Using a “This Is Your Life” theme to demonstrate how Texas Instruments technologies have impacted the CE consumer, TI’s CEO Richard Templeton took attendees at his International CES keynote through a tour of where TI chips and technology are now, and where they’re headed.

In the here and now, Templeton was joined by NFL Hall of Famer and former Oakland Raider Howie Long to hail the success of TI’s DLP display technology against its flat-panel rivals.

“It took five years, from 1996 to 2001, to ship our first million DLP units and then another three years to ship an additional two million units,” Templeton said. “Things really accelerated when we got into the rear-projection HDTV market. We’ve shipped an additional two million units in just the past eight months.”

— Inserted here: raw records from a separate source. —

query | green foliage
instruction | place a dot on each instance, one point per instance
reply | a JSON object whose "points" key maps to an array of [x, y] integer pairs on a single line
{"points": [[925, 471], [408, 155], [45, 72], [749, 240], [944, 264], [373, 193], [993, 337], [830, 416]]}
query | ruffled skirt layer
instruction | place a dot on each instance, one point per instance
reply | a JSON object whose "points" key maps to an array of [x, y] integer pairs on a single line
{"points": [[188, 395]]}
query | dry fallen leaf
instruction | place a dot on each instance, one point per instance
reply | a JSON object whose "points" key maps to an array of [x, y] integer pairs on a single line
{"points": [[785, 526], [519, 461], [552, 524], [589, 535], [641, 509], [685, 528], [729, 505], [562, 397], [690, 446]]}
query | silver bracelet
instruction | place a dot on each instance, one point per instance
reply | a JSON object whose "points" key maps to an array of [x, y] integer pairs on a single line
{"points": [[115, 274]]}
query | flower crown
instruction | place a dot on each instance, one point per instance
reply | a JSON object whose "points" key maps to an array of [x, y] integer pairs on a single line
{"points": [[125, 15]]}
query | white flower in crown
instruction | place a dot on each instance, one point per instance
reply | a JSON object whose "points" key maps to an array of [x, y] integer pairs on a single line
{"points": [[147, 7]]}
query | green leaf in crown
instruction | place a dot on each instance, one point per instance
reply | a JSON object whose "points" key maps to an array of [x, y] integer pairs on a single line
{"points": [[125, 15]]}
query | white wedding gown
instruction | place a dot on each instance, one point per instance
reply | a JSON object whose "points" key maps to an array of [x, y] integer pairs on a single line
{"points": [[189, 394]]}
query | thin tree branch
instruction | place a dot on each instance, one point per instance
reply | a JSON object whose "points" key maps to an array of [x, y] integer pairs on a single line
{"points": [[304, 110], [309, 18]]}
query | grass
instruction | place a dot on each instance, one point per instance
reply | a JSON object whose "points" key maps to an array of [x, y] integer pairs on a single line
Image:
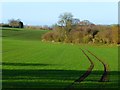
{"points": [[29, 62]]}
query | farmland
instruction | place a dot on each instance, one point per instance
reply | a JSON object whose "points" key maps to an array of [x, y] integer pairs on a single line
{"points": [[28, 62]]}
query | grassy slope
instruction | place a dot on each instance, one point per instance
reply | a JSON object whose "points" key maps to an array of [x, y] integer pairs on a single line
{"points": [[26, 59]]}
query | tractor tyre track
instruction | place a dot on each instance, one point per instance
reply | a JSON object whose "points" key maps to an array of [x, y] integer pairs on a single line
{"points": [[85, 75], [104, 77]]}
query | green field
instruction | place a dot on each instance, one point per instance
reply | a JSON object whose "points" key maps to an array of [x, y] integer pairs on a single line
{"points": [[28, 62]]}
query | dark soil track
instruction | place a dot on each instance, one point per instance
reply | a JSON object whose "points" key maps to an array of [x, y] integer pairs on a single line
{"points": [[85, 75], [104, 77]]}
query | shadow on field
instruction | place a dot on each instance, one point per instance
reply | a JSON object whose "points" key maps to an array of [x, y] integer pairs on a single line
{"points": [[27, 64], [49, 79], [13, 29]]}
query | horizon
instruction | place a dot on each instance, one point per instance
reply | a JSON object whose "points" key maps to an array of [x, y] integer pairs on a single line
{"points": [[39, 14]]}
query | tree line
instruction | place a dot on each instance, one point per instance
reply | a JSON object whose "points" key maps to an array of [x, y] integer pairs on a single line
{"points": [[71, 30]]}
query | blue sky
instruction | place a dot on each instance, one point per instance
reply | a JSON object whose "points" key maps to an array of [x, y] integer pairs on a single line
{"points": [[46, 13]]}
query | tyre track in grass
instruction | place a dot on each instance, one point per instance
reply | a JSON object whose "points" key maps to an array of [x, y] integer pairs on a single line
{"points": [[85, 75], [104, 77]]}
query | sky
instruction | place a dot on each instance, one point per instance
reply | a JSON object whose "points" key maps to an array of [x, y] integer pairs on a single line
{"points": [[47, 13]]}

Templeton said that future improvements to the technology would “push television to the point that you cannot distinguish the recreated image from reality.”

Long, who compared his move from Villanova University to the Raiders as like “going from a monastery to Rahway Prison,” noted the rapid advance of HD programming, particularly in sports broadcasting.

“It’s just a matter of time” before 1,080p resolution broadcasting appears, Long predicted before attempting to abscond with a DLP projector.

Templeton then highlighted his company’s DLP Cinema projection technology, trotting out CES keynote veteran and Dreamworks co-founder Jeffrey Katzenberg, fresh from his guest appearance earlier in the day with HP’s CEO Carly Fiorina. Katzenberg praised the digital revolution’s impact on animation and said the next mountain to scale was digitally distributing and displaying content in theaters to beat back competition from improving home theaters.

“One of the things that will happen I think in reasonably short order will be a broadly available exhibition of movies in 3D, not as a gimmick but as an immersive movie-going experience unreplicateable in your home,” Katzenberg said.

If consumers hunger for mobile content, Templeton noted that by 2007 — if not sooner — “cellphones will use TI’s new Hollywood chip to receive and display digital broadcast TV, so you could link your phone to this projector and it’s a portable big-screen digital TV.”

Blake Krikorian, CEO of Sling Media, then joined Templeton on stage to demo his company’s SlingBox product which takes in a TV signal (analog or digital) and “spits it out” as an IP signal to a number of different devices. Using the SlingBox, consumers could access TV shows saved on a TiVo on their laptop or cellular phone anywhere in the world, Krikorian said.